Il premier stretto tra M5S e Pd

Come fosse fischiata l'ora d'aria, la politica italiana d'improvviso s'è risvegliata, nel cortile della prigione del silenzio a cui da due mesi la costringe il coronavirus. Dopo gli scontri nel dibattito al Senato sul decreto per i primi aiuti urgenti, ieri l'accordo maturato nella notte all'Eurogruppo ha fatto aprire le cateratte: sembra di essere tornati all'inutile, quotidiano flusso di polemiche, quasi fossimo fuori da un'emergenza, che invece, purtroppo, continua.
Colpiscono, non tanto gli attacchi di Salvini e Meloni, induriti dalla fine del confronto con il governo sulle misure da prendere. Piuttosto i movimenti interni alla maggioranza giallo-rossa, con Conte in mezzo e margini di manovra sempre più risicati. Semplificando, nella difficile trattativa a livello europeo che ha occupato il primo mese del lockdown, mentre il virus piegava uno dopo l'altro i maggiori partner dell'Unione, si è assistito, non solo a un duro braccio di ferro tra Europa del Nord e del Sud sul tema dei coronabond, cioè del tasso di solidarietà indispensabile in un frangente che sta mietendo vittime a migliaia.
Ma anche a un confronto serrato e non privo di colpi bassi tra l'anima europeista del Pd, rappresentata ai suoi più alti livelli dal ministro dell'Economia Gualtieri e dal commissario per gli Affari economici Gentiloni, e quella euroscettica dei 5 Stelle, a cui Di Maio ha dato un appoggio altalenante. E che nella notte dell'accordo all'Eurogruppo è sfociata in un documento delirante, in cui più o meno con gli stessi argomenti di Lega e Fd'I si accusa il governo, e sostanzialmente Conte, di aver svenduto l'Italia sull'altare del Mes, il fondo salva Stati per partner dell'Unione con conti dissestati, esponendola al rischio di dover essere sottoposta a un sistema di controlli tipo quello della Grecia di cinque anni fa.
Un pericolo come questo, non varrebbe neppure la pena di precisarlo, non esiste. L'adesione al Mes, infatti, è volontaria e l'Italia non ne ha fatto richiesta. E uno dei pochi risultati concreti dell'Eurogruppo è stato di rendere il Mes libero dalle "condizionalità", cioè dai controlli, per quei Paesi, come la Spagna, che intendano servirsene, sia pure limitatamente ai costi dell'emergenza sanitaria. L'Italia da questa sessione europea esce battuta sui coronabond, insieme con gli altri membri dell'Europa meridionale, visto che non c'è stato verso di convincere l'Olanda ad accettare il criterio di una condivisione delle garanzie di un'eventuale emissione di obbligazioni legata all'emergenza. Ma tra acquisti di titoli promessi dalla Bce, intervento della Bei, nuovo fondo Sure e, se ci si arriverà, ulteriore fondo dedicato, Conte e il governo non hanno proprio da lamentarsi, se non della sciagura che ha colpito il Paese. A novembre non sapevano come trovare tredici miliardi per evitare gli aumenti dell'Iva, adesso gli stessi miliardi li contano a centinaia, e speriamo sappiano farne buon uso.
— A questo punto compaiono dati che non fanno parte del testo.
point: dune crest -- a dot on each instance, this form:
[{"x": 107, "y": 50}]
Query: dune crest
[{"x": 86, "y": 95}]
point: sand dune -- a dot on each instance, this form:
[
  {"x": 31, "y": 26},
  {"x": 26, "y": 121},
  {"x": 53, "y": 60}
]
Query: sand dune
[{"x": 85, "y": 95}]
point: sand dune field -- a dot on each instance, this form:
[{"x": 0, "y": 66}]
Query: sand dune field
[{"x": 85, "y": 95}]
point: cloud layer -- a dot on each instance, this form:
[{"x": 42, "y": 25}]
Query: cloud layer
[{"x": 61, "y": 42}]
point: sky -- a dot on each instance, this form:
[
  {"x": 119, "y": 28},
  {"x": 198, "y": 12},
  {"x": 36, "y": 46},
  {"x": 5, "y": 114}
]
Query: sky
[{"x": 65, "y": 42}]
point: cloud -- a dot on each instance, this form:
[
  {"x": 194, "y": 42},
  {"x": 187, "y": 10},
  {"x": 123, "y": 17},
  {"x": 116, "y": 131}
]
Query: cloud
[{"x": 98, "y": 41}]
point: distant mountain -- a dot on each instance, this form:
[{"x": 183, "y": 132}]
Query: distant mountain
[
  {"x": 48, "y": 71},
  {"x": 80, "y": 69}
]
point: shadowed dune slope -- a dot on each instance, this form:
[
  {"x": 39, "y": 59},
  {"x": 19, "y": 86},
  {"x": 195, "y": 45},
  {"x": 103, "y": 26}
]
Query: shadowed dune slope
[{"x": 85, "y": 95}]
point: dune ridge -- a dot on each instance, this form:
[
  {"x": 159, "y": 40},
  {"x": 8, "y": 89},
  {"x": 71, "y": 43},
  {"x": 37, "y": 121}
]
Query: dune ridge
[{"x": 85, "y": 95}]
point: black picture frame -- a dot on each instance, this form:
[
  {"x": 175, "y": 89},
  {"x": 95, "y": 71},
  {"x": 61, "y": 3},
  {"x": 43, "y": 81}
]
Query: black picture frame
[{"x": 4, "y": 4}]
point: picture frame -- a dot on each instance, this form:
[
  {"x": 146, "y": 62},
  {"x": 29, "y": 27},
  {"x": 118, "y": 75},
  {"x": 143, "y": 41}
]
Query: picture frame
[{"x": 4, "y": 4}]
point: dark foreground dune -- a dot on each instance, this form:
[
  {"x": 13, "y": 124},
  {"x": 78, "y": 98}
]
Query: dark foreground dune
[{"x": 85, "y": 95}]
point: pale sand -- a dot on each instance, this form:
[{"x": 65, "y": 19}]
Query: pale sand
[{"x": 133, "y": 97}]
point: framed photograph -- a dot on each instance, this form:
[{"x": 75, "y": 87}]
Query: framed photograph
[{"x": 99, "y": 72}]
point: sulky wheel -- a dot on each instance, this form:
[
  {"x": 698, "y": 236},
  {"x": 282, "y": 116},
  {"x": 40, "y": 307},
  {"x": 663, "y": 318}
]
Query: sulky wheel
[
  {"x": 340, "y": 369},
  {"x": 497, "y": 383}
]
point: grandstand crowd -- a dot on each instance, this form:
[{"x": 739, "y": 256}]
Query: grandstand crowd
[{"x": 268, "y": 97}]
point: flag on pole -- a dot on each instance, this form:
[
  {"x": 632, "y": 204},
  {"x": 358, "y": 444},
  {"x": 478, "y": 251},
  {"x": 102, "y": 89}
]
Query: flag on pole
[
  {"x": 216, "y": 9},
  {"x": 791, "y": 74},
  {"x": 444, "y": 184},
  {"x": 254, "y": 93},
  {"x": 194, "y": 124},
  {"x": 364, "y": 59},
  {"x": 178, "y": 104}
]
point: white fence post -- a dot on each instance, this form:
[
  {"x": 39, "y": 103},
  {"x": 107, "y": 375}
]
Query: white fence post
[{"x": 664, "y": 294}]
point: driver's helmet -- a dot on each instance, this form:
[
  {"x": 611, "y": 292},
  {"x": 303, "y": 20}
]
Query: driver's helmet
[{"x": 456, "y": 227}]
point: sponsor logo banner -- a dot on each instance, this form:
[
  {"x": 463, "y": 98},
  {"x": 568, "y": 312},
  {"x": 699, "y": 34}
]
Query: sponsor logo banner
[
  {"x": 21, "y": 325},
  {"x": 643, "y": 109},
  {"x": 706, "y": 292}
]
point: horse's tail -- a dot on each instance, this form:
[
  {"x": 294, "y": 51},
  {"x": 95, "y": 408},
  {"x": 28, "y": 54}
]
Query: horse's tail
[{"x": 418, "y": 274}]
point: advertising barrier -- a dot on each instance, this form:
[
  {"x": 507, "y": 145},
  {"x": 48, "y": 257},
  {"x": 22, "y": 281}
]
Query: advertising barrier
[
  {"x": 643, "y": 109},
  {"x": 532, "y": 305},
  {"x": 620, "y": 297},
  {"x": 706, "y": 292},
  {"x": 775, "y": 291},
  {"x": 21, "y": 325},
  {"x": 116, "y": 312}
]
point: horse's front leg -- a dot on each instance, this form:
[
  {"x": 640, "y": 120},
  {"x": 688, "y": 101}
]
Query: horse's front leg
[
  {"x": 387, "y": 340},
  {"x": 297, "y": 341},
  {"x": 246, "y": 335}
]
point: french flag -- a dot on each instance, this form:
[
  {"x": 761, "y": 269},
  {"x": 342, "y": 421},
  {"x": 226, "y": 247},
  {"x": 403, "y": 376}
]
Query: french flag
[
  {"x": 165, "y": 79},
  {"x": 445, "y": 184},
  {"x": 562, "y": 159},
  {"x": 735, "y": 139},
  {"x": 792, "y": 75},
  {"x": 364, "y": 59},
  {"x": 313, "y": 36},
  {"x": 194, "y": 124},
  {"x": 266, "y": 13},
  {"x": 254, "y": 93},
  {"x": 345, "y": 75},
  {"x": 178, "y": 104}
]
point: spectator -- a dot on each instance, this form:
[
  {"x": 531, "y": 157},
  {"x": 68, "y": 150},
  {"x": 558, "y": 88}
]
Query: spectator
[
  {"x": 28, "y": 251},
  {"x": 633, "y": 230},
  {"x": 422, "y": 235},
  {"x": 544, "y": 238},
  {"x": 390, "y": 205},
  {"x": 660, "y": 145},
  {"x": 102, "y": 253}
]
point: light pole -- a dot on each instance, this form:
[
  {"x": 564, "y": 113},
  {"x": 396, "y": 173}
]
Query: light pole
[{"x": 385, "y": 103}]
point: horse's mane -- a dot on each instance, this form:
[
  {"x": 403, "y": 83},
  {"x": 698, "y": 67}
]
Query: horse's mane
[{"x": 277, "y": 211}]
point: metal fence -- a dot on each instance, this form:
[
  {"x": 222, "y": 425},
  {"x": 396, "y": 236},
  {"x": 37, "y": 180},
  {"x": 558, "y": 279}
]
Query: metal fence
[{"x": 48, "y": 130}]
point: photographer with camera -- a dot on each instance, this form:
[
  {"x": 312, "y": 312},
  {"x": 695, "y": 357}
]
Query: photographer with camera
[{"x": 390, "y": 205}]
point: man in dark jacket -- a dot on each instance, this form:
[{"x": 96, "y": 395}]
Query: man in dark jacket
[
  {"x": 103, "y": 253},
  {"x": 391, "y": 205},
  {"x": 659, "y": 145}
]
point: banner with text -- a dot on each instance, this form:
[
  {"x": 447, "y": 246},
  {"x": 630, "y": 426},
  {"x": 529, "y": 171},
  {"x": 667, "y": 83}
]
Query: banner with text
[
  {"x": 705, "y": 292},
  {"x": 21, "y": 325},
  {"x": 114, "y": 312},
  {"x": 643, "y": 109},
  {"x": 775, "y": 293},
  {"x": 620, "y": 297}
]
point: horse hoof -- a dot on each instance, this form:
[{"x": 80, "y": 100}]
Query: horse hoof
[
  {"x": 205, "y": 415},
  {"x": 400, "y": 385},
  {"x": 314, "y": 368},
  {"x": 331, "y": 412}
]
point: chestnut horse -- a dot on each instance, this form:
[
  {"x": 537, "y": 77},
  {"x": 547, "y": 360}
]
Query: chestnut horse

Eppure il contegno del premier, nel giro che s'è appena chiuso, è sembrato più preoccupato del gioco di sponda con le posizioni euroscettiche del Movimento 5 Stelle, che non della necessaria equidistanza tra i due maggiori alleati della coalizione. Lo conferma l'insistenza con cui nella conferenza stampa serale ha insistito sulle critiche al Mes e sulla necessità degli Eurobond, fatta salva una solidarietà di prammatica con Gualtieri. Inoltre, se atteggiamenti del genere dovevano servire a tenere tranquilli Di Maio e i grillini, non sono bastati, come prova il siluro anti-europeo che dal fronte pentastellato è stato sganciato nella notte di mercoledì contro Palazzo Chigi.
In altre parole, la situazione è tornata più o meno a gennaio: quando dentro il M5S montava l'avversione contro Conte e l'alleanza con il Pd, Di Maio, ancora capo politico, ne pagava le spese ogni giorno e la convivenza tra la fazione parlamentare filogovernativa e quella nostalgica dell'asse con Salvini si faceva sempre più difficile. Allora furono le dimissioni del capo politico a evitare una scissione del Movimento, che sembrava possibile. Il ruolo di Di Maio funzionò da fusibile, per evitare il corto circuito. Ma adesso che Conte si avvia in prima persona a gestire la trattativa al prossimo Consiglio europeo, di quale autonomia potrà realmente avvalersi? E cosa sarà della sua testa?